Walz lamented that the 10 deaths reported Thursday were preventable through vaccination — although it is unclear whether those victims had received any shots. Minnesota has identified only 32 deaths from "breakthrough" infections in the nearly 2.5 million people who have been fully vaccinated — which means it had been 14 days since they received their final doses.

"All 10 of those were preventable … that's the part that haunts me," the governor said.

Minnesota had one of the highest infection rates in the U.S. during the latest wave, but its rate in the past seven days dropped to 20th among states.

The state on Thursday reported another 238 coronavirus infections, raising its pandemic total to 601,881.

The state on Thursday reached almost 10 million reported COVID-19 tests, which were performed on more than 4.2 million people.

Health officials remain concerned about the spread of more infectious variants of the coronavirus, even though infection and COVID-19 hospitalization rates have fallen below Minnesota's high-risk thresholds.

Vaccine appears protective against the more infectious B.1.1.7 variant of the coronavirus, first identified in England, that is responsible for roughly three-fourths of new infections in Minnesota. While the state has identified only 217 infections with the B.1351 variant first identified in Africa, and 306 infections with the P.1 variant first identified in Brazil, health officials have noted that those variants are causing an elevated rate of COVID-19 hospitalizations.

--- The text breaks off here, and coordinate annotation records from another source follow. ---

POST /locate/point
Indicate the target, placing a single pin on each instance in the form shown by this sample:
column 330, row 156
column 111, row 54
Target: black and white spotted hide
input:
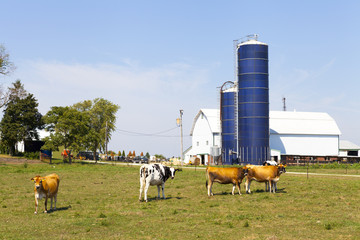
column 154, row 174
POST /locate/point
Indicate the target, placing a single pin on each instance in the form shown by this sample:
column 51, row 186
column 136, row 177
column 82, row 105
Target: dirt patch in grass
column 5, row 160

"Variants do remain an ongoing threat because they do have the ability to change and they do have the ability to adapt in a way that may not be covered by vaccines," Ehresmann said. "So we're continuing to watch that."

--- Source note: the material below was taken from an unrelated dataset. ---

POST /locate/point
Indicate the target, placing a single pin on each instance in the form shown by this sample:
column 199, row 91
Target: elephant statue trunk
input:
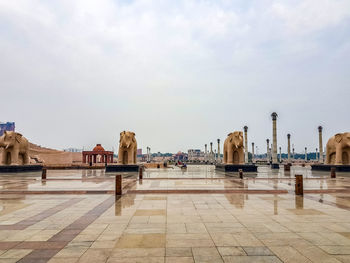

COVID-19 hospitalizations overall have declined in Minnesota — from a peak in the latest wave of 699 on April 14 to 252 on Wednesday.

All state mask requirements and social distancing and capacity caps on businesses have been removed, allowing places such as the Minnesota Zoo to begin to return to full activities.

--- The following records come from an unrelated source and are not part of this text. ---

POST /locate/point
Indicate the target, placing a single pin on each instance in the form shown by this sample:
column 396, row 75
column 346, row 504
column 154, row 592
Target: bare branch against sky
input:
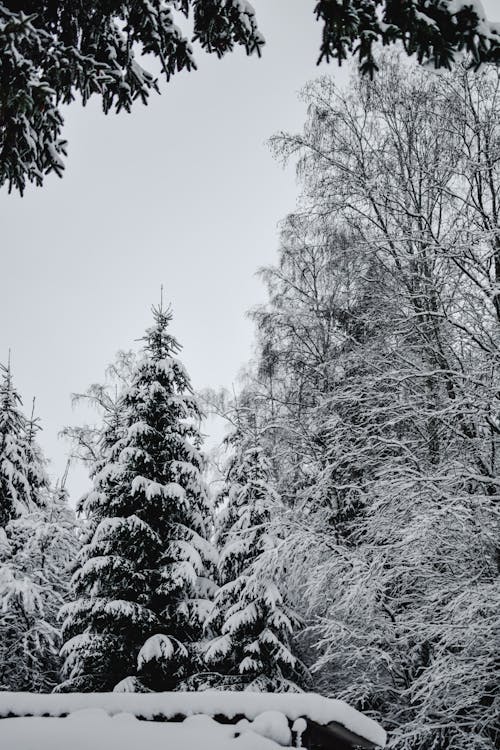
column 184, row 193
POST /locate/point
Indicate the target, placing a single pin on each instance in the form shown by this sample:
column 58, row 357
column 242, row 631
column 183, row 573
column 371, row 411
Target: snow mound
column 271, row 724
column 103, row 732
column 211, row 703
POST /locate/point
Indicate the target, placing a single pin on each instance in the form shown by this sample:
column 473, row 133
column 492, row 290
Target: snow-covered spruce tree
column 37, row 551
column 140, row 587
column 37, row 545
column 21, row 475
column 251, row 623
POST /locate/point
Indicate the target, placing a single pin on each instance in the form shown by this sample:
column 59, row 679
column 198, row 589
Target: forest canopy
column 50, row 52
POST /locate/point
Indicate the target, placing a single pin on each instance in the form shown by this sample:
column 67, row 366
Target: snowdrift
column 257, row 720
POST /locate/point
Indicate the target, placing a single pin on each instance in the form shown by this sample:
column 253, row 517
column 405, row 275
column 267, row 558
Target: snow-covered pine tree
column 37, row 551
column 251, row 623
column 18, row 459
column 140, row 586
column 37, row 546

The zoo maintained minimal operations over the past year, caring for animals thanks in part to 25,000 of 43,000 memberships being renewed, even if people couldn't visit, said John Frawley, zoo executive director. Children even emptied piggy banks to support the animals, he said.

"We're glad to be back in business. When I say we, I mean the animals, too," Frawley said during the governor's appearance. "They miss you, especially the primates and social animals. They love to see people. There are some that [couldn't] care less, that's true, but a lot of them really enjoy seeing the people back."